Philippe Charlier, 45 ans, questionne les morts. Depuis bientôt quinze ans, il passe au crible les squelettes et les restes funéraires des personnages illustres de !’Histoire. Tantôt pour leur redonner un visage, tantôt pour expli­quer les circonstances de leur mort. Ainsi, les ossements de figures aussi éloignées qu’Hitler, Richard Cœur de Lion, Henri IV, Robespierre ou Diane de Poitiers sont passés sous son œil. Ce qui lui a valu sa renommée, c’est cette volonté farouche de croiser les disciplines pour apporter un regard neuf sur ces illustres dépouilles. « Je voulais faire parler les morts depuis tout petit, mais d’une façon bien pragmatique. Et j’ai eu le déclic quand j’étais à Pompéi. J’étais jeune, je devais avoir sept ans. Quand j’ai vu ces fantômes de plâtre, je me suis dit qu’à travers un squelette, il y avait toute une existence qu’il était possible de reconstituer. » Son amour précoce pour l’archéologie est né l’année précédente. Philippe Charlier vit une enfance heureuse, entouré de livres, d’un père médecin de campagne et d’une mère pharmacienne. Un jour qu’il s’amuse dans le jardin familial de Meaux, en Seine-et-Marne, il tombe sur un squelette de taupe. Une vocation est née.

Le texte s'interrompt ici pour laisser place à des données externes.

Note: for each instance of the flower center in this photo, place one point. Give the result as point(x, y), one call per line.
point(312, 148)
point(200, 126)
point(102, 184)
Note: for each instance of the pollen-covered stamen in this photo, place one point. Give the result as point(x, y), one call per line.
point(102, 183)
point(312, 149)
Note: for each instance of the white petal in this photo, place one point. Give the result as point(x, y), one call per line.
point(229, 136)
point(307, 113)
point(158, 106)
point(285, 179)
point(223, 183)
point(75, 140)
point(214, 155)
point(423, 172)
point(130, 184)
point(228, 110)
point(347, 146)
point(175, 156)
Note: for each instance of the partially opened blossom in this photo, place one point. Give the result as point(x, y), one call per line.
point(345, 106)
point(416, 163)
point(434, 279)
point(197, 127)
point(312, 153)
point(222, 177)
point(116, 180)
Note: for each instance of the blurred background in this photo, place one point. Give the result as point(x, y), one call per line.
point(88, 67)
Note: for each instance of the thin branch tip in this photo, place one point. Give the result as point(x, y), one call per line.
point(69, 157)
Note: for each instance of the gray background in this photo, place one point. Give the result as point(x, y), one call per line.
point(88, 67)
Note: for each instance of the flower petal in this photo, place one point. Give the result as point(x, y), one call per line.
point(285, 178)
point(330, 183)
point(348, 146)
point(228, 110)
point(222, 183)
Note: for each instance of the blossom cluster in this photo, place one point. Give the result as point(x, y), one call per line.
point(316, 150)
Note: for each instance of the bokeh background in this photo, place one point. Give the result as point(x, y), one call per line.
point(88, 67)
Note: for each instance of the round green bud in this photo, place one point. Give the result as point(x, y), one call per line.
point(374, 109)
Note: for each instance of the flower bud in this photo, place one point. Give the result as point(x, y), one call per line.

À douze ans, il est pris en stage sur un chantier de fouilles. Encore inexpérimenté et un peu trop volontaire, il brise un crâne d’un coup de pelle. Il fond en larmes, avec le sen­timent d’avoir fait une énorme bêtise. Mais qu’importe, il s’est trouvé une passion qui ne le quittera plus. À seize ans, Philippe Charlier obtient son bac et s’inscrit en fac de médecine, mais sans perdre de vue son objectif. « Je voulais utiliser la médecine comme un moyen d’étude des populations du passé ou des populations lointaines. Pour moi, la médecine légale était vraiment une technique, une façon de reconstituer la vie, redonner vie littéralement », explique-t-il de sa voix posée. « Il y avait déjà dans un coin de ma tête l’idée de reconstituer vraiment toute la vie de l’individu, ses marques d’activité, sa vie quotidienne, la cause de sa mort. Et puis tout ce que ces patients du passé avaient pu endurer dans leur vie de tous les jours. » Précoce et arrogant, de son propre aveu, il se voit déjà arrivé mais une première année redoublée lui remet les pieds sur terre. Il décide alors de prendre son ambition à bras le corps.